Reputation: 195
I want to work with PDF files, specially with tables. I code this
import pandas as pd
import numpy as np
import tabula
from tabula import read_pdf
tab= tabula.read_pdf('..\PDFs\Ala.pdf',encoding='latin-1', pages ='all')
tab
But I get a list of values, like this:
[ Nombres Edad Ciudad
0 Noelia 20 Lima
1 Michelie 45 Lima
2 Ximena 18 Lima
3 Miguel 43 Lima]
I cannot analyze it die it's not a data frame. This is just an example the real PDF file contains tables between texts and several pages
So, please could someone help me with this issue?
Upvotes: 5
Views: 8171
Reputation: 178
tabula returns a list of Pandas DataFrame.
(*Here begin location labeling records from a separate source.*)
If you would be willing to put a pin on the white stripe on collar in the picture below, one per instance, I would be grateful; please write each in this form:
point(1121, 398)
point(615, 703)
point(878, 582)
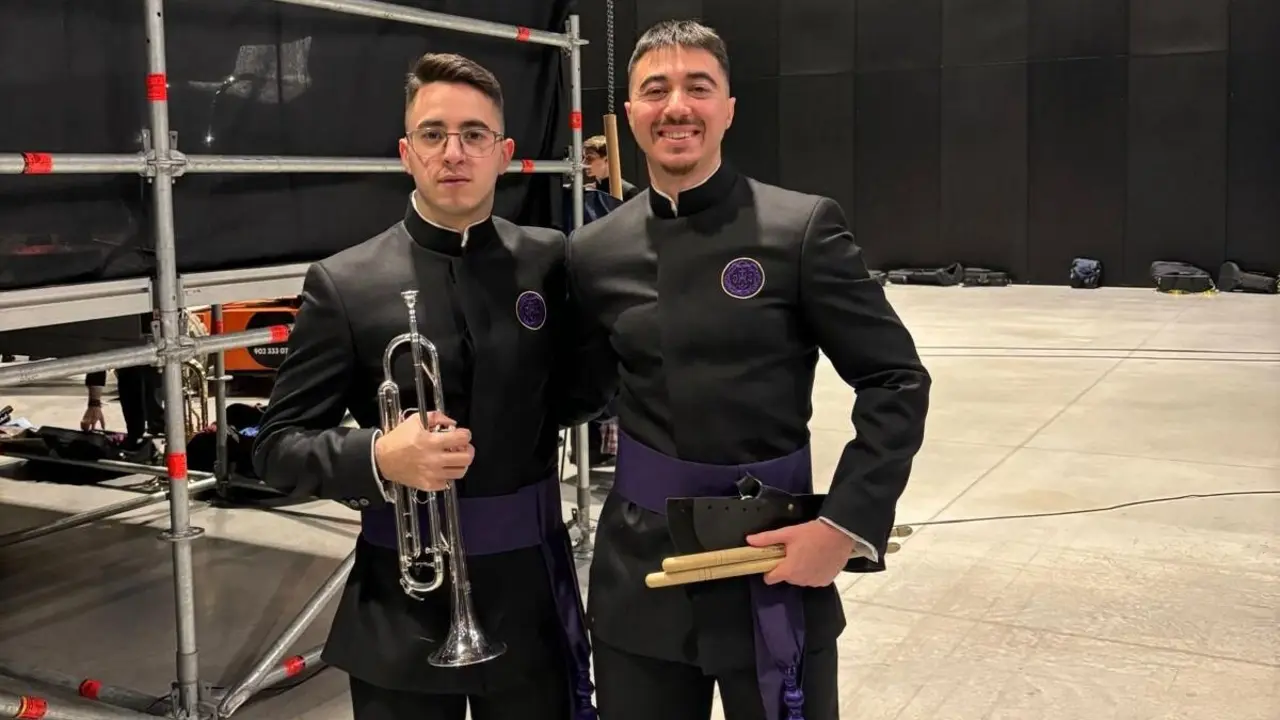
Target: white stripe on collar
point(466, 231)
But we can convert this list to Pandas DataFrame using the below statement.
import tabula
import pandas
tab = pandas.DataFrame(tabula.read_pdf('..\PDFs\Ala.pdf', pages ='all')[0])
Upvotes: 1
Reputation: 46789
tabula
should return a list of Pandas dataframes, one for each table found in the PDF. You could display (and work with them) as follows:
import pandas as pd
import numpy as np
import tabula
from tabula import read_pdf
dfs = tabula.read_pdf('..\PDFs\Ala.pdf', encoding='latin-1', pages='all')
print(f"Found {len(dfs)} tables")
# display each of the dataframes
for df in dfs:
print(df.size)
print(df)
Upvotes: 5